Every application is unique and requires a certain consistency guarantee from RocksDB. Every committed record in RocksDB is persisted. The uncommitted records are recorded in write-ahead-log (WAL). When RocksDB is shutdown cleanly, all uncommitted data is committed before shutdown and hence consistency is always guaranteed. When RocksDB is killed or the machine is restarted, on restart RocksDB need to restore itself to a consistent state.

One of the important recovery operation is to replay uncommitted records in WAL. The different WAL recovery modes define the behavior of WAL replay.

WAL Recovery Modes

kTolerateCorruptedTailRecords

In this mode, the WAL replay ignores any error discovered at the tail of the log. The rational is that, on unclean shutdown there can be incomplete writes at the tail of the log. This is a heuristic mode, the system cannot differentiate between corruption at the tail of the log and incomplete write.

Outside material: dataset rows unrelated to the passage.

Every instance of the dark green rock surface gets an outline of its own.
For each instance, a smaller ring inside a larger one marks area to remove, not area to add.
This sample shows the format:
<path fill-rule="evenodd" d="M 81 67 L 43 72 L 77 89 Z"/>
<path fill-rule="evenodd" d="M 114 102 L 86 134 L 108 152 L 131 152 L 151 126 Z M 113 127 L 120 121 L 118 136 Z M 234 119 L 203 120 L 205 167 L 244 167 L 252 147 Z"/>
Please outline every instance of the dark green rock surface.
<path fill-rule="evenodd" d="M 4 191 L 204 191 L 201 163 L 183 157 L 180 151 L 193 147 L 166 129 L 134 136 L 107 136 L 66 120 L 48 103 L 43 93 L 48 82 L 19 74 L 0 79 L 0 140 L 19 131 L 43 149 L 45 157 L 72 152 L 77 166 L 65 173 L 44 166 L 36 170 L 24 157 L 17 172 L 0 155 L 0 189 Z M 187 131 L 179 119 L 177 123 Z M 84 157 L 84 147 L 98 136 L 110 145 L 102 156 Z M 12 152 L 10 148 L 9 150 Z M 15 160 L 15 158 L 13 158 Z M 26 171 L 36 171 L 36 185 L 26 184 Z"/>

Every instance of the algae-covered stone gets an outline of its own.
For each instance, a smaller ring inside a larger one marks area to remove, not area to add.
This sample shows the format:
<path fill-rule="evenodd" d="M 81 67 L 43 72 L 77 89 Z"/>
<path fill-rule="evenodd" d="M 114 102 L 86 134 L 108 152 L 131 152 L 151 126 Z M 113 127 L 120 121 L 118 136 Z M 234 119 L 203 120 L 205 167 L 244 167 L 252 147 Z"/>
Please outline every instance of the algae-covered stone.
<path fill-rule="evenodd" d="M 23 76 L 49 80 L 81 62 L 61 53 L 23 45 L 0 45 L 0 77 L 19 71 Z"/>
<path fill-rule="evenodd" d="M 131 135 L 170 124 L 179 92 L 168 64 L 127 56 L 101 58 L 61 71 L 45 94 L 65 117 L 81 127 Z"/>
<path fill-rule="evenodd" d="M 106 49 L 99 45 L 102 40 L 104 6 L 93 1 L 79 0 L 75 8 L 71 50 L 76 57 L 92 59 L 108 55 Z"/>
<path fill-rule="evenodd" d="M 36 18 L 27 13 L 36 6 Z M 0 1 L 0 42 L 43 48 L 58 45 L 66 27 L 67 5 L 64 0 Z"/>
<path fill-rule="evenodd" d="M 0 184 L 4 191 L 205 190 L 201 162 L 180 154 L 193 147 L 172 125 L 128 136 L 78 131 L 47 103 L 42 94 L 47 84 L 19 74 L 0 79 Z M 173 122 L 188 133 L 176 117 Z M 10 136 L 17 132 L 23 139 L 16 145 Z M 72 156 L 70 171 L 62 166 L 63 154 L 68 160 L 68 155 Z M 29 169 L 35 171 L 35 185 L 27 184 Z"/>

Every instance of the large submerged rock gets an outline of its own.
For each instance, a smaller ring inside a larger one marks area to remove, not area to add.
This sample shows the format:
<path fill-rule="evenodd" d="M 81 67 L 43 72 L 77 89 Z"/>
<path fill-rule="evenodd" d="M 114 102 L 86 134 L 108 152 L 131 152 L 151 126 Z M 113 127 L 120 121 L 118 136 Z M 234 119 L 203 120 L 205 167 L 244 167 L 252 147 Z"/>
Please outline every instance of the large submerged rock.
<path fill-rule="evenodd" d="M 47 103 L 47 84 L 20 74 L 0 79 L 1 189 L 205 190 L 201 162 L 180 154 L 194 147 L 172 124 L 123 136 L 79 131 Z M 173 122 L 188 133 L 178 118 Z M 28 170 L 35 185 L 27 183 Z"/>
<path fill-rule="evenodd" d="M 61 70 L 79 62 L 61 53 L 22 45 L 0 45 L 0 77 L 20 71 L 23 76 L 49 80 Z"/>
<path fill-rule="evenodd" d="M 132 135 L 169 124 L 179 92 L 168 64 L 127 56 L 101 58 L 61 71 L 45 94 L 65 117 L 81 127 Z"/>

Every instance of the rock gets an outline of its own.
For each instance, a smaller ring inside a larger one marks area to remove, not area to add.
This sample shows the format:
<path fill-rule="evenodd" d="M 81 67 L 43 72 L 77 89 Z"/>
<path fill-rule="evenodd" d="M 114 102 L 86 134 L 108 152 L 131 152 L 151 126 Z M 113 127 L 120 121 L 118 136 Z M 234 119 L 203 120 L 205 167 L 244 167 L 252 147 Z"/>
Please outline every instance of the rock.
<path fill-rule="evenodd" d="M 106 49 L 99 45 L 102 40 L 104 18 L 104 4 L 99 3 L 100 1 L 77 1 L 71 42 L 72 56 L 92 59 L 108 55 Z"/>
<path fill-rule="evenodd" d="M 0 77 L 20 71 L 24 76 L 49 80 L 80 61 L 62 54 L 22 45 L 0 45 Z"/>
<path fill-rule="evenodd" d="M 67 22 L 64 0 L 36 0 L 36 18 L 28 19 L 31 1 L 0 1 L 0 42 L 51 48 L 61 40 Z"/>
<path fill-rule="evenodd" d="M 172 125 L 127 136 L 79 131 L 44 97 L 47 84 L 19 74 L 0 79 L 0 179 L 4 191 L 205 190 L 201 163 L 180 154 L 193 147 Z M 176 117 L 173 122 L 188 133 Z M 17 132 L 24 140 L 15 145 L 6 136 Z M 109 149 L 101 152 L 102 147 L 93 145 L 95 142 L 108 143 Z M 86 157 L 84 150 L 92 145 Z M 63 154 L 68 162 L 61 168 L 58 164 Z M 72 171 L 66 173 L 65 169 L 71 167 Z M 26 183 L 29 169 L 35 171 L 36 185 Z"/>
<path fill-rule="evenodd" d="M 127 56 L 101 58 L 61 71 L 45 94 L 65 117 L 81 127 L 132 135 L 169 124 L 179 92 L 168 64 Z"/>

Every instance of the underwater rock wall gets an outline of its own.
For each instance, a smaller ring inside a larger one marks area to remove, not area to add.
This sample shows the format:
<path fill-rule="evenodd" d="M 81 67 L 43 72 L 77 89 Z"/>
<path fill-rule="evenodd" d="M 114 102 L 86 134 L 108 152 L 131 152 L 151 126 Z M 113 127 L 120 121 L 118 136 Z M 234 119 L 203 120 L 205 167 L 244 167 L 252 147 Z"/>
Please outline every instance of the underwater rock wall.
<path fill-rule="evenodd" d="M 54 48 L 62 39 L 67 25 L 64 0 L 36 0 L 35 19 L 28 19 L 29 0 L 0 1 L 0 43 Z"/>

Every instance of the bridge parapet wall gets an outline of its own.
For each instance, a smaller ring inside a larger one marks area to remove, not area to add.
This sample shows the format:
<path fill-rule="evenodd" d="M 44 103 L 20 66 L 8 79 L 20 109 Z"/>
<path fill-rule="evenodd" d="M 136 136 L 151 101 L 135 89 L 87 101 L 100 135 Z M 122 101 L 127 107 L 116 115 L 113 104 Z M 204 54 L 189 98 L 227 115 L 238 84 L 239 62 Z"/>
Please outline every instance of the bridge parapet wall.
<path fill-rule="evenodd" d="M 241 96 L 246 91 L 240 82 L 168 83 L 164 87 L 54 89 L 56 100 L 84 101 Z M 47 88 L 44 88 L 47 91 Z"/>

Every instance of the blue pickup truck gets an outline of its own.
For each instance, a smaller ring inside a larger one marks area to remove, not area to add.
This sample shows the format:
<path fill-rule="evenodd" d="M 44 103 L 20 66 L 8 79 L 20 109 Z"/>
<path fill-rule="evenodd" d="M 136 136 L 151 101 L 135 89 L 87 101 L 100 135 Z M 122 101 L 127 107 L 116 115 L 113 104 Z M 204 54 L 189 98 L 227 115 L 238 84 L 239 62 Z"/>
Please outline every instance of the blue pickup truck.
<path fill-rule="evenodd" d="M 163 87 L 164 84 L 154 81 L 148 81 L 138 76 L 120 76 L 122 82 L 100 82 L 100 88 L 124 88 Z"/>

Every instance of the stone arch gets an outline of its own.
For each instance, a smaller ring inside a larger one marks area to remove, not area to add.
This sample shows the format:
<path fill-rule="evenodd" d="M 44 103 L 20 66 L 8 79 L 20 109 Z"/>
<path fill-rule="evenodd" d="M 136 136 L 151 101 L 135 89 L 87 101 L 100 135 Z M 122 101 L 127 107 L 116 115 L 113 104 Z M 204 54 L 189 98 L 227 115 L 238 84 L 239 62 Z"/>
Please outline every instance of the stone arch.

Any other IO error, will be considered as data corruption.

This mode is acceptable for most application since this provides a reasonable tradeoff between starting RocksDB after an unclean shutdown and consistency.

kAbsoluteConsistency

In this mode, any IO error during WAL replay is considered as data corruption. This mode is ideal for application that cannot afford to loose even a single record and/or have other means of recovering uncommitted data.

kPointInTimeConsistency

In this mode, the WAL replay is stopped after encountering an IO error. The system is recovered to a point-in-time where it is consistent. This is ideal for systems with replicas. Data from another replica can be used to replay past the "point-in-time" where the system is recovered to.

kSkipAnyCorruptedRecord

In this mode, any IO error while reading the log is ignored. The system tries to recover as much data as possible. This is ideal for disaster recovery.